We’re all complaining, but imagine if this quarantine represented the most freedom we’ve known in years?

It’s true for many on the ConCreates team, so who better to offer a model of resiliency that can change the ways we all look for creative inspiration?

This webinar reintroduces Vincent Bragg, founder and CEO of ConCreates, a creative shop that crowdsources ideas from formerly and currently incarcerated men and women. (Vincent spoke at last year’s Critical Issues of the Modern Workforce Forum.) During this session, Vincent will share why and how the originality and creativity of prison culture becomes culture. According to Bragg, possibilities are limitless when our minds are quiet.

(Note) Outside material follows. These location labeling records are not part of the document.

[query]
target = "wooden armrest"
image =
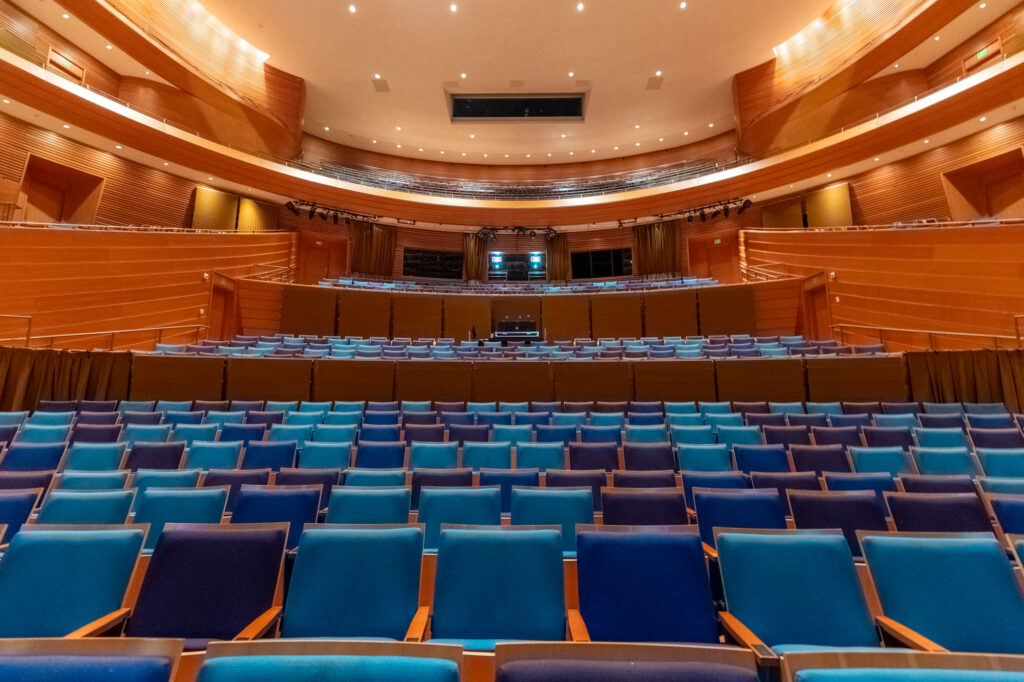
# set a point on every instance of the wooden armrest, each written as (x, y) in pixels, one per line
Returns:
(578, 628)
(741, 634)
(260, 626)
(418, 628)
(100, 625)
(904, 635)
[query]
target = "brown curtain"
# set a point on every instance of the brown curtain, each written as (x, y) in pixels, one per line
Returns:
(559, 263)
(29, 375)
(654, 249)
(968, 376)
(474, 257)
(373, 249)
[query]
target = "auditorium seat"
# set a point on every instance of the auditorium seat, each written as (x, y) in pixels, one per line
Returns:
(469, 610)
(960, 593)
(57, 581)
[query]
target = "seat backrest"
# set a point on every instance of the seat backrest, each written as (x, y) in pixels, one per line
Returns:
(354, 583)
(958, 592)
(645, 587)
(208, 582)
(55, 581)
(499, 585)
(795, 589)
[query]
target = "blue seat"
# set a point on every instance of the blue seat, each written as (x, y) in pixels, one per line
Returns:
(468, 506)
(433, 456)
(85, 507)
(795, 592)
(159, 506)
(354, 583)
(53, 582)
(645, 587)
(206, 455)
(958, 592)
(496, 586)
(736, 509)
(295, 505)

Participants will leave the session not only with a new outlook on creative potential during quarantine and a resource to tap for clients who are demanding diverse perspectives from diverse teams, but also a changed view on people with criminal records and what they have to offer.

 

About Vincent Bragg

After being sentenced to several years in prison, Vincent Bragg quickly learned that some of the most outside-of-the-box thinking happens inside the box. During his incarceration he watched as his fellow convicts were able to make something from nothing—books, music, entire meals—all created between four barren concrete walls. It was here Vincent realized the cells meant to imprison them for 23 hours a day were actually breeding grounds for creativity. Throughout the rest of his sentence, Vincent naturally assumed a leadership role among his fellow inmates—a set of skills he previously obtained from his extremely successful run as Marketing VP of X.Radio.Biz. Using his years of experience from the marketing and entertainment industries, Vincent organized think tanks, book clubs, led a cancer walk and developed an animated series—all behind bars. Years later, still inspired by the sheer amount of talent he saw in prison, he founded ConCreates, a creative agency that crowdsources ideas from incarcerated and formerly-incarcerated men and women. Today, he serves as the agency’s CEO, developing radical ideas for brands with his team of radical thinkers: the ConCreators. Now, the same skills that put his creative teams behind bars are helping them find careers, and become contributing, creative members of society.